Valerie meneó la cabeza y su rostro adquirió una expresión grave.

—No —dijo—. Fue algo horrible y no puedo imaginar que nadie quisiera matar a Celia. Era una chica simpática, inofensiva… acababa de prometerse, y…

—Sí. ¿Y…? —le apremió el inspector.

—Me pregunto si será ése el porqué —repuso Valerie despacio—. Su compromiso… y que ella iba a ser feliz. Pero, eso significa que alguien… está loco.

Pronunció la palabra con un estremecimiento, y el inspector Sharpe la contempló pensativo.

—Sí —dijo—. No podemos descartar la posibilidad de la locura —y continuó—: ¿tiene usted alguna idea de quién pudo verter la tinta y estropear los apuntes de Elizabeth Johnston?

—No. Eso también fue un acto de venganza, y no creo ni por un momento que Celia hiciera una cosa así.

—¿Alguna sugerencia?

—Pues… ninguna razonable.

—¿Pero irrazonable, sí?

—¿No querrá oír lo que es sólo una corazonada, Inspector…?

—Me gustaría muchísimo. La aceptaré como tal, y quedaría entre nosotros.

—Bueno, probablemente estaré equivocada, pero tengo la impresión de que fue cosa de Patricia Lane.

—¡Vaya!
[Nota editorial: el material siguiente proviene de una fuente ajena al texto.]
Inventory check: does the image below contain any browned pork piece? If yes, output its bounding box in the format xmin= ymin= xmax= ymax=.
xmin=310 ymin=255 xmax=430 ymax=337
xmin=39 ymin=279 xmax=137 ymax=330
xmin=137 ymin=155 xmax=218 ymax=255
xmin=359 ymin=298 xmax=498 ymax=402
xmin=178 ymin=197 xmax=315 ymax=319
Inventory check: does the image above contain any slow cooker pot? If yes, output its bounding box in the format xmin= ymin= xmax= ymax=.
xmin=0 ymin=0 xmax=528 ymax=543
Me ha sorprendido usted, señorita Hobhouse. No se me hubiera ocurrido pensar en Patricia Lane… pero una joven tan equilibrada y amable.
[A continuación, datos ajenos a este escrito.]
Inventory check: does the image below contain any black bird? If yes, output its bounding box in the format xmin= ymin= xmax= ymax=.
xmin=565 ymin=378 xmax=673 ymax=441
—No digo que fuera ella. Sólo tengo la impresión de que pudo hacerlo.

—¿Por qué razón?

—Pues… a Patricia no le es simpática la Negra Bess, que siempre se está metiendo con su adorado Nigel… y corrigiéndole cuando hace comentarios tontos, según su costumbre.

—¿Usted se inclina más por Patricia Lane que por el propio Nigel?

—Oh, sí. No creo que a Nigel le preocupara y además no hubiera utilizado su propia tinta. Es muy inteligente, y en cambio es precisamente la estupidez que Patricia hubiera cometido sin pensar que de ese modo podían recaer las sospechas en su precioso Nigel.

—O también pudo ser que alguien odiara a Nigel Chapman y deseara dar la impresión de que había sido obra suya.

—Sí, ésa es otra posibilidad.

—¿Quién no simpatiza con Nigel Chapman?

—Oh, pues Jean Tomlinson, en primer lugar. Y Len Bateson siempre anda peleando con él.

—¿Tiene alguna idea de cómo pudieron dar la morfina a Celia Austin?

—Lo he estado pensando y pensando. Desde luego lo más sencillo sería echarla en su café. Todos deambulábamos por el salón y la taza de Celia estaba encima de una mesita, ya que siempre esperaba a que el café estuviera casi frío para beberlo, y cualquiera que tuviese el aplomo suficiente pudo haber echado la pastilla o lo que fuera en su taza, aunque me parece que el riesgo de ser visto sería grande. Quiero decir que es una de esas cosas que hubieran podido notarse con facilidad.

—La morfina no le fue administrada en pastillas —dijo el inspector Sharpe.

—¿Cómo entonces? ¿En polvo?

—Sí.

Valerie frunció el entrecejo.

—Eso resulta aún más difícil, ¿no?

—¿No se le ocurre ninguna otra cosa, aparte del café?

—Algunas veces bebía un vaso de leche caliente antes de acostarse. Aunque no creo que lo tomara aquella noche.